Jenny Okay, different setting, same trust problem: “Generative AI for Collaborative Learning: Fostering Critical Thinking in Teacher Education,” with seventy-five pre-service teachers using GenAI to co-write sustainable-development lesson plans.

Jenny The plain takeaway is that GenAI helps when students treat it like a draft partner they keep checking, not a vending machine for answers.

Jenny They tracked this with process mining—basically, mapping the sequence of actions over time—and the high-quality groups showed more loops of write, revise, refine the prompt, and then go verify the AI’s claims on other websites instead of just pasting.

Davis Before I buy “high-quality groups did better thinking,” how did they decide who was high versus low performers, and could that label bias what patterns they think they’re seeing?

Jenny They grouped teams by the quality of the final lesson plan, then used video-coded behaviors—writing, editing, searching other sources, copy-pasting—and the GenAI prompt types like conceptual, pedagogical, and refining prompts, to see what sequences tended to show up in each group.
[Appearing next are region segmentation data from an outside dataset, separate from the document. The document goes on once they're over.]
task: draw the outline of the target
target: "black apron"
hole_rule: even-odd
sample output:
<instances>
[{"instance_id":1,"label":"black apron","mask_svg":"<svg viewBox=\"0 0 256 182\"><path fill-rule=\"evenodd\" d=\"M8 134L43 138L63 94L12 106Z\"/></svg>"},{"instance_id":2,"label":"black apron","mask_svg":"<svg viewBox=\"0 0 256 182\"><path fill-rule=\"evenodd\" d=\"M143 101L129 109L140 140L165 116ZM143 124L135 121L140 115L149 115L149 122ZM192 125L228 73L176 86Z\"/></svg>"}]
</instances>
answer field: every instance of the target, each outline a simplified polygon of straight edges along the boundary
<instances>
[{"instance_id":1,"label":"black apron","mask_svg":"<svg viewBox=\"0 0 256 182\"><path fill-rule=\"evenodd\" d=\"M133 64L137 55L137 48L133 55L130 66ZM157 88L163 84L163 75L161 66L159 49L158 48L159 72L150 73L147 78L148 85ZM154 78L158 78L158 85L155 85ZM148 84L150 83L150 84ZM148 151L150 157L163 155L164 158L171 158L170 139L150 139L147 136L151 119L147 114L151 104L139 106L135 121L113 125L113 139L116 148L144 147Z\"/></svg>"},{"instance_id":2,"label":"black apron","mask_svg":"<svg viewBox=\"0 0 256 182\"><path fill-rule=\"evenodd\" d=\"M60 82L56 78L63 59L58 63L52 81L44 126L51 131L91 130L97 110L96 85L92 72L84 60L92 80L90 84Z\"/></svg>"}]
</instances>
Jenny So the “critical thinking” claim here is really “we saw more corroboration and iterative refinement behaviors in the better outputs,” and the big limitation is it’s one task in one teacher-education context, so we shouldn’t pretend it automatically transfers to every classroom or subject.

Davis I like that it turns “don’t use ChatGPT” into a concrete routine: refine the prompt, write in passes, and force a second source check, because that’s basically human oversight as a learning skill.

Davis And with seventy-five people it’s more than a cute demo, but it’s still a pretty specific teacher-ed bubble, so I’d want the same process map in, like, ninth-grade history before we call it a general law of learning with AI.